In May 2001, Lumidigm entered into a partnership with Springfield MA-based Smith & Wesson. According to Kevin Foley, Smith & Wesson's VP of product engineering, light print technology is currently the only biometric they are seriously considering for their new "authorized-user-only handgun" (popularly known as a "smart gun," a term that Foley disavows, claiming that a gun can never be any smarter than the person shooting it).

Smith & Wesson is developing a weapon in which an electronic firing system-including a biometric authorization system-replaces the mechanical one. The company had considered fingerprint technology and rejected it, not only because of the computing power required but also because fingerprinting is less effective for some demographics. But with light print, "if you have skin, you can use it," says Foley. The technique also does not require exact placement of the skin, so, for example, gripping the handle of the gun in slightly different ways won't compromise accuracy. Foley believes that Smith & Wesson will complete an electronic-gun prototype incorporating Lumidigm's technology by early 2004.

Additionally, this gun would be virtually impossible to foil-a problem with many biometric technologies. According to Richard Norton, executive director of the Washington D.C.-based International Biometric Industry Association, "somebody's always trying to prove that you can spoof a particular system." Last May, a Japanese researcher stunned a biometric conference when he revealed that he had duped 11 different security systems by lifting and then applying finger prints with a substance similar to gummy bears.

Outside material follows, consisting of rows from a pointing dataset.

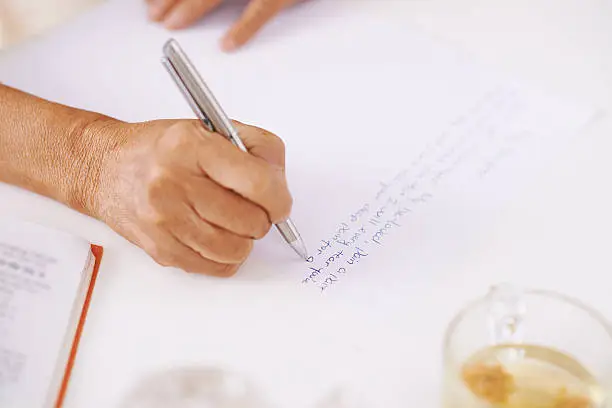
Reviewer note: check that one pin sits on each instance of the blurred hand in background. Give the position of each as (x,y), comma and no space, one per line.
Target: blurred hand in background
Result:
(178,14)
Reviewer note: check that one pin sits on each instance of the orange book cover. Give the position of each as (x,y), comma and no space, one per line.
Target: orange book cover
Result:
(97,252)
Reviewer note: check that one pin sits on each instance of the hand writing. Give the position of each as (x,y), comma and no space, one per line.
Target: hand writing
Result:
(189,197)
(177,14)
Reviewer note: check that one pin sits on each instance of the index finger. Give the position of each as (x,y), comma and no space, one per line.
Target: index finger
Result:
(262,143)
(257,14)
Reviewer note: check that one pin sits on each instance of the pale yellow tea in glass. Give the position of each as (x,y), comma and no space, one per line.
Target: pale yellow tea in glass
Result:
(527,349)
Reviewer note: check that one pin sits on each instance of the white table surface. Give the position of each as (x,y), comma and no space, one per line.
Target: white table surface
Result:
(559,238)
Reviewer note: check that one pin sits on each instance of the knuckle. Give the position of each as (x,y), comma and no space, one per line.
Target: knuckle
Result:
(260,181)
(178,138)
(238,249)
(261,226)
(161,256)
(226,270)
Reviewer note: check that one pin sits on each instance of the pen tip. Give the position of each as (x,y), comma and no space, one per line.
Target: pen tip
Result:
(300,249)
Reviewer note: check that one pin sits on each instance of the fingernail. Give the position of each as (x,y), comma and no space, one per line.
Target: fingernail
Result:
(155,12)
(174,20)
(228,44)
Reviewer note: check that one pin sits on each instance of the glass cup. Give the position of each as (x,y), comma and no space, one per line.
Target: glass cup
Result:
(517,348)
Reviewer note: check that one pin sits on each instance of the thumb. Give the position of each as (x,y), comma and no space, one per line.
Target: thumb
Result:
(257,14)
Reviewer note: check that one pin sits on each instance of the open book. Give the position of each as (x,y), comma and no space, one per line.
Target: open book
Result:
(46,282)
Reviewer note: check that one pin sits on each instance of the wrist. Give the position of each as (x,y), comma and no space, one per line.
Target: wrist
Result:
(97,142)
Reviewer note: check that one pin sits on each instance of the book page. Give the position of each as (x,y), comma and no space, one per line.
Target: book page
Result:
(40,274)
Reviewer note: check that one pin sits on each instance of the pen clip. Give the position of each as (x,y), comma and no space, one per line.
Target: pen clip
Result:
(188,96)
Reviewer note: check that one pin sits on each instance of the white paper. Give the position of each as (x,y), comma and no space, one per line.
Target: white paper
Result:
(361,104)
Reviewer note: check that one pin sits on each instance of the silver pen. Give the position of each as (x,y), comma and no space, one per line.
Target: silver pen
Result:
(208,110)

"I think this was slightly overblown," Norton says, "but the point is that fingerprint technology cannot determine liveness.' You can't foil the Lumidigm system with fake or dead tissue."

Lumidigm's technology will never be able to identify someone out of a crowd in the same way that face-and to a lesser extent, gait-recognition-can (see Walk this Way, April 23, 2002). But as Rob Rowe and his team continue to fine-tune their technology, handguns and other firearms may soon be considerably less dangerous and accident prone.